In Jul, China posted a trade surplus of $62.3B, beating the $42B forecast.  China's trade surplus was $46.4B in Jun.  Despite the coronavirus pandemic hitting global demand, exports from China have held up as exports in medical supplies jumped in H1.  Senior officials from both countries are reportedly planning to review the implementation of their “phase one” trade deal next week.

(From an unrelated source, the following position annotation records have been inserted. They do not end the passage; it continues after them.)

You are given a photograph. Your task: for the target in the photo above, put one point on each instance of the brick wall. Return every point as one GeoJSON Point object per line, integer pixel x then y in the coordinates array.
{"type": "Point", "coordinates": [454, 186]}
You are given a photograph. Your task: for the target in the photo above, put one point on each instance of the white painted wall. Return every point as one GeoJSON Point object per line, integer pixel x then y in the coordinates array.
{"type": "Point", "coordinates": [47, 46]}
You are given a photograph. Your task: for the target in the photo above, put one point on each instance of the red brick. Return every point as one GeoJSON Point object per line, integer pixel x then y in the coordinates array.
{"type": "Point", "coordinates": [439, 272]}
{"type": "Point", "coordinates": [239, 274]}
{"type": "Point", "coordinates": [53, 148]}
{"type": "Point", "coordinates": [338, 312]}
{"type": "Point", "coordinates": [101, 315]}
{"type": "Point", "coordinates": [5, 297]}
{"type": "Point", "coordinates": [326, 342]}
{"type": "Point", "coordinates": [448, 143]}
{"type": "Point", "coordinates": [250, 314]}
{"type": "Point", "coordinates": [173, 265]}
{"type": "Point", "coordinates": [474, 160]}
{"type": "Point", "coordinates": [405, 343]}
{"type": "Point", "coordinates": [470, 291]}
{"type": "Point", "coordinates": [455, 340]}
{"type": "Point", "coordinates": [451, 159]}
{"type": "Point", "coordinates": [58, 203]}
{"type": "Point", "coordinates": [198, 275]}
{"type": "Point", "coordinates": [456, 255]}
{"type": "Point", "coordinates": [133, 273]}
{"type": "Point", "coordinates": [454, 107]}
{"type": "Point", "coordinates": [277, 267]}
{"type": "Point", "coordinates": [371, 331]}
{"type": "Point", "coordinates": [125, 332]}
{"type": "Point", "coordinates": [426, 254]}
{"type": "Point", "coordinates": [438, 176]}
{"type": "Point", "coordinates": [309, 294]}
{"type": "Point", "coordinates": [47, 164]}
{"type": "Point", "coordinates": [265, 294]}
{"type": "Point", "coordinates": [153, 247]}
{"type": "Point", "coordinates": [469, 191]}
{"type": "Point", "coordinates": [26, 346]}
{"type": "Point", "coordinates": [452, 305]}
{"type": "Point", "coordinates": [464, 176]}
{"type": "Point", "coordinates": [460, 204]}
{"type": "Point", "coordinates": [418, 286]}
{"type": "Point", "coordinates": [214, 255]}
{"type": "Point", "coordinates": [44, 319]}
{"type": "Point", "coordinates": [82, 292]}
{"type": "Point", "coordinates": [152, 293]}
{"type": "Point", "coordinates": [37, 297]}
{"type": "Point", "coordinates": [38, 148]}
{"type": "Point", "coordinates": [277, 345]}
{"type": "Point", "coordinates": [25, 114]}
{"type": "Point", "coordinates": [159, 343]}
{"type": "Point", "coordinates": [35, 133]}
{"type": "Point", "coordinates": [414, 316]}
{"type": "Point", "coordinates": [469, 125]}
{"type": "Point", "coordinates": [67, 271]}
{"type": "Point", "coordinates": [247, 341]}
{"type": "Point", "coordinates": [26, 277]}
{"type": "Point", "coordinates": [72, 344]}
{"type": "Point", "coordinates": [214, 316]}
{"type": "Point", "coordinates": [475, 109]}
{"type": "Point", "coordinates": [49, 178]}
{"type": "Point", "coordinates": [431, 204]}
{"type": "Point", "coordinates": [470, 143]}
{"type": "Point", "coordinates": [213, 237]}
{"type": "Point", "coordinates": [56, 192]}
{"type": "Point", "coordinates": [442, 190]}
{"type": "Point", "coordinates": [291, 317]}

China’s exports rose 7.2% on-year in July due to demand for medical supplies

Oil futures lost ground, but remained on track for weekly gains, with pressure tied to rising tensions between the US &China after Pres Trump imposed a sweeping but unspecified ban on dealings with the Chinese owners of consumer apps TikTok & WeChat.  West Texas Intermediate crude for Sep was down 71¢ (1.7%) at $41.24 a barrel, while Oct Brent crude fell 70¢ (1.6%) to $44.39 a barrel.   WTI had for a 2.5% weekly rise, while Brent is up 2.1%.  The pair of exec orders banning transactions with Chinese social-media companies signed by Trump yesterday take effect in 45 days.  Investors have remained fairly upbeat in the face of a reduction in production curbs by major producers that took effect on Aug 1.  Saudi Arabia yesterday lowered its official selling price (OSP) for crude into Asia & Europe by 30¢.  Analysts said the move came as a relief to traders who had feared a steeper cut in a bid to take market share from rivals.  A further decline in the number of US oil rigs did little to move prices in the PM.  Oil-field services firm Baker Hughes said the number of rigs fell by four this week to 176.  A lack of progress in talks between congressional Dems & the White House over additional coronavirus aid was also a potential weight on crude prices.

Oil lower as U.S.-China tensions mount, dollar rises

Traders & investors are waiting to hear about the stimulus package.  As expected, it will come out after the deadline (assuming those guys in DC come out with something).  Trade tensions with China hurt tech stocks in the NAZ today, although they have had an excellent year already.  Speaking of excellent years, gold is still flying high even after today's retreat.  The Dow was flat this week while the NAZ was up 2%, setting a new record over 11K.  As mentioned previously, Aug is shaping up as an exciting time for stocks.